In 2016, Niantic will blur the lines between our world and the world of Pokémon with the release of Pokémon Go, its upcoming augmented reality game for mobile phones, which will allow fans to see and interact with Pokémon in the real world. Similar to its AR game Ingress, Niantic’s new venture will utilize location information and augmented reality to entice fans to search far and wide to discover Pokémon in our own world. As an added experience, a Bluetooth wearable device developed by Nintendo (called the Pokémon Go Plus) will notify players of nearby Pokémon and other related game events via vibration and LED lights, enabling players to remain active in the game even when not looking at their phone. With these and other exciting features, there is no doubt that Pokémon fans everywhere—including some Pillsbury attorneys—are eagerly awaiting the game’s release. As that release nears, though, it’s a good time to consider the potential legal implications of such AR-reliant games.
In the Pokémon Go trailer, for example, “wild” Pokémon appear in real-world gardens, city streets and rivers. Imagine children (and even some adults) who might trespass onto other people’s property, run into city streets or jump into rivers to go after that elusive wild Pokémon. Although terms of service (TOS) for such a game may likely shield the company from player-originated legal action, the company may remain liable to claims by others who are inadvertently harmed by the player’s actions (e.g., a driver who swerves and crashes to avoid a distracted player, a property owner whose fence is damaged by someone playing the game, etc.). Of course, one hopes that players will exercise common sense and caution when playing the game in public, but wherever there are humans, there will be lapses in judgment.
Moreover, with the advancement of videogame graphics and wearable head displays, it may be difficult to distinguish between what is real or simply part of a game. If a player is attacked by a realistic AR character via her head display, and she does not realize that the character is virtual, could she have a claim for assault as a result of her fear or apprehension from the virtual attack?

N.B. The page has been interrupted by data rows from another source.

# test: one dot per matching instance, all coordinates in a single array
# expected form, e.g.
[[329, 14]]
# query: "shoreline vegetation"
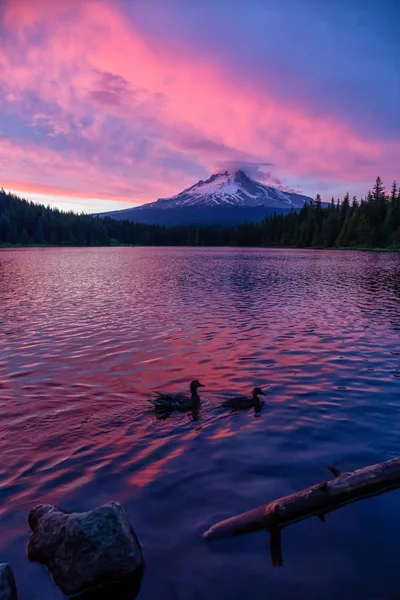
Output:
[[372, 223]]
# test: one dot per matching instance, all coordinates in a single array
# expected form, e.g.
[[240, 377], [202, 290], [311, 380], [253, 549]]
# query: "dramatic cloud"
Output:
[[110, 99]]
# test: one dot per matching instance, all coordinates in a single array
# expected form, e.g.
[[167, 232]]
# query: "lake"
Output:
[[88, 334]]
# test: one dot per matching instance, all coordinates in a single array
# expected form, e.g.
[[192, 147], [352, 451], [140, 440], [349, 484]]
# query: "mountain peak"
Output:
[[231, 188]]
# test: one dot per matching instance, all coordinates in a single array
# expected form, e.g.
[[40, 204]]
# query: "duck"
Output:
[[241, 402], [180, 402]]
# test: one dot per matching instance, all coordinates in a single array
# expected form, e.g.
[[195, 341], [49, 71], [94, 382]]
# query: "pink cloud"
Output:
[[132, 119]]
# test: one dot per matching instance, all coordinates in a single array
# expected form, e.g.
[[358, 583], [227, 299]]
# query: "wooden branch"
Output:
[[316, 500]]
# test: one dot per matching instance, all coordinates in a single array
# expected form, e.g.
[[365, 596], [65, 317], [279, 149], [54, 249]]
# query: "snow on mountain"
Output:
[[230, 189]]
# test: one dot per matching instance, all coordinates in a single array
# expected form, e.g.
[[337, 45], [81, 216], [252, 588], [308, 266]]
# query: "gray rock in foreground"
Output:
[[8, 591], [84, 550]]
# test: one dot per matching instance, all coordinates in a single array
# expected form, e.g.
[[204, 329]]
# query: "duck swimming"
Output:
[[179, 402], [241, 402]]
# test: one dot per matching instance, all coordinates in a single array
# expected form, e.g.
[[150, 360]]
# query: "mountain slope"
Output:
[[224, 199], [231, 189]]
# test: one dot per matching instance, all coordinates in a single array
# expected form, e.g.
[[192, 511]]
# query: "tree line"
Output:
[[371, 222]]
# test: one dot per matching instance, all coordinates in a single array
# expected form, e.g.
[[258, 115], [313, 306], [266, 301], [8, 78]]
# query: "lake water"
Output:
[[86, 335]]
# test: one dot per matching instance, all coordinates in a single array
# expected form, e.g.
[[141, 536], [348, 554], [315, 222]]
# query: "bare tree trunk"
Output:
[[316, 500]]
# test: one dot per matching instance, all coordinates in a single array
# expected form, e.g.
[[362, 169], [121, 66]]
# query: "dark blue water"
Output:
[[86, 335]]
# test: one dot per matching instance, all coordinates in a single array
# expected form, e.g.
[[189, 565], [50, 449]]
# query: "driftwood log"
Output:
[[316, 500]]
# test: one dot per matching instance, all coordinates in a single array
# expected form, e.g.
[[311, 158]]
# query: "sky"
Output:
[[106, 104]]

If the player is injured or injures a non-playing victim as a result of the virtual attack, could she or the non-playing victim have a legal claim against the videogame company or others involved in the manufacture or sale of the game? If children perform violent acts that mimic their AR gameplay, could victims of those violent acts win a negligence lawsuit? Even though courts have repeatedly dismissed videogame violence cases against the industry on the basis of non-reasonably foreseeable harm (and, thus, no proximate cause), the advent of AR and VR gaming likely will represent a substantial shift in the foundation of such legal precedent.
While there is much excitement for the future of augmented reality and videogames, the companies that create and distribute those games will have a host of legal liabilities and loopholes to identify and guard against. There are already plenty of them out there, and more “spawn” every day. The challenge for companies like Niantic and other innovators in the AR gaming space? They had better catch ’em all.